With the rapid growth of big data and Internet of Things (IoT) applications, a huge amount of data is generated and exchanged in the network consisting of billions of devices [1]. However, the processor frequency and the memory access efficiency are in state of imbalance in the conventional Von-Neumann computer architectures. Data needs to be transferred back and forth between processors and memories in the architectures. The limitted bandwidth between processors and memories makes energy consumption, data transferring and processing highly inefficient, especially within data-intensive applications [2], [3]. About 200 times more energy is comsumed to access DRAM one time compared with a floating-point computation [4]. It makes the limited bandwidth a critical bottleneck to improve the system performance, which is the well-known processor-memory gap or "memory wall" [5].

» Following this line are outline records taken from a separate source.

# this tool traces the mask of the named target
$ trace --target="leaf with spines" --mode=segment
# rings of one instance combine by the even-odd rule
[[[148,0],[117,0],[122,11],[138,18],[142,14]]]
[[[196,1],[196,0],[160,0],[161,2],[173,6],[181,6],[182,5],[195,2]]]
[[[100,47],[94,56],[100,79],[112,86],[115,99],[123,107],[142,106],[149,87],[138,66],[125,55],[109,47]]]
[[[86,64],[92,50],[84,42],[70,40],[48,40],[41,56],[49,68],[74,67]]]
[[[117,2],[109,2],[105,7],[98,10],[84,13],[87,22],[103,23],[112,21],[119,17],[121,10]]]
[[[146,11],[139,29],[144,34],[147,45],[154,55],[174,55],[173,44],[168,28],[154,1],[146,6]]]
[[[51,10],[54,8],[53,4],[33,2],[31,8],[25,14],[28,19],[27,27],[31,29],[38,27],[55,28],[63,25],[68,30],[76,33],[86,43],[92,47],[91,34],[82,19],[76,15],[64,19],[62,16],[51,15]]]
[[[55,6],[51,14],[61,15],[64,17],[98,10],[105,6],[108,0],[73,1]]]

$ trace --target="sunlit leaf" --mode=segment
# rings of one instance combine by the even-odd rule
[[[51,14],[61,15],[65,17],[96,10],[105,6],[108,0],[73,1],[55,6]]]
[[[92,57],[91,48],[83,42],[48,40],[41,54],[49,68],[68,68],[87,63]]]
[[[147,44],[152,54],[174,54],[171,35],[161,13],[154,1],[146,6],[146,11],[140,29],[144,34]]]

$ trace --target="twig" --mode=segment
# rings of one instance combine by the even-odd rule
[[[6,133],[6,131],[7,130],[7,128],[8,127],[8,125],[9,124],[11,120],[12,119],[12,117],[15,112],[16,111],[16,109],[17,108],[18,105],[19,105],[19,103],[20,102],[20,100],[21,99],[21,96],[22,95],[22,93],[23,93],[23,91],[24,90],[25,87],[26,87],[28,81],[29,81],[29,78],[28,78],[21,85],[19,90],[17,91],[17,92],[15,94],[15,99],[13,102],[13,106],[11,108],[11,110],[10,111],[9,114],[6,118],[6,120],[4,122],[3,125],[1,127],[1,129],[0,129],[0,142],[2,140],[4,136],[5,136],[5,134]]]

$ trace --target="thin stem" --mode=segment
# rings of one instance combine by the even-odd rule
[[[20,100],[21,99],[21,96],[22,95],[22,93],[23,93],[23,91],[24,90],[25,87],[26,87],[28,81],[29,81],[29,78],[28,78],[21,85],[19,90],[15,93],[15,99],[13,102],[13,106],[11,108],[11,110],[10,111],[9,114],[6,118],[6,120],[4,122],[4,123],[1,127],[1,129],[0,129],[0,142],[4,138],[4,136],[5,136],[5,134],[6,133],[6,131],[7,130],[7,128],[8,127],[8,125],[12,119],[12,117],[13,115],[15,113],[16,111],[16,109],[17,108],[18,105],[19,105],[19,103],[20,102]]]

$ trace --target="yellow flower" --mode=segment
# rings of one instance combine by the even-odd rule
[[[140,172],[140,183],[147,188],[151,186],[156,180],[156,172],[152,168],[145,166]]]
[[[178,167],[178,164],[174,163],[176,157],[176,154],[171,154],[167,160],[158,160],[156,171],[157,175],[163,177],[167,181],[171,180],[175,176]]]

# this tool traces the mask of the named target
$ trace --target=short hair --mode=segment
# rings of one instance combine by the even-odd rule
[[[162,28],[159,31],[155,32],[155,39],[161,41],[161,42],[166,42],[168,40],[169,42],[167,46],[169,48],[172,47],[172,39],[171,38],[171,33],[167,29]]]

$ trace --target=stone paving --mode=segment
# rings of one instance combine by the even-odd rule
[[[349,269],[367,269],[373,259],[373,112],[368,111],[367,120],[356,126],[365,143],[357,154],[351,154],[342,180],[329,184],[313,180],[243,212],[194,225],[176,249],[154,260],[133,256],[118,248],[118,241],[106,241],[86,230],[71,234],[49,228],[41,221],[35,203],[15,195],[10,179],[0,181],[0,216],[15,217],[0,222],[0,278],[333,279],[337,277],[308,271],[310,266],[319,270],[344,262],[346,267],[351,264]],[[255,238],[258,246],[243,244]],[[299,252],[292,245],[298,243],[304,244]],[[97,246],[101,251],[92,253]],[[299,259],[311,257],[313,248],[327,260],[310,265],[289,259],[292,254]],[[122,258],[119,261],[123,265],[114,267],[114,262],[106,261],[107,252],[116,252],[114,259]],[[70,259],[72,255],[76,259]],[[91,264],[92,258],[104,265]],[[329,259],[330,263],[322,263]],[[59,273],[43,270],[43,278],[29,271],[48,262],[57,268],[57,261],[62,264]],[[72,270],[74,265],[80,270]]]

To bridge the processor-memory gap, many efforts have been spent on integrating processing unit and storage unit into one chip. These efforts can be classified into three types: 1) adding logic modules in memories, 2) embedding limited memory array into processing unit, and 3) moving some specified computations to memories. These methods aim to overcome the data transfer stress on the limited bandwidth between processors and memories when running data-intensive applications [6]. However, these efforts failed to tackle the issue due to some practical considerations. In CMOS based memories, it is complex and cost inefficient to integrate processing unit and storage unit together until 3D integration technology emerges [7]. Moreover, these technologies also suffer from the reliability issues [8], [9].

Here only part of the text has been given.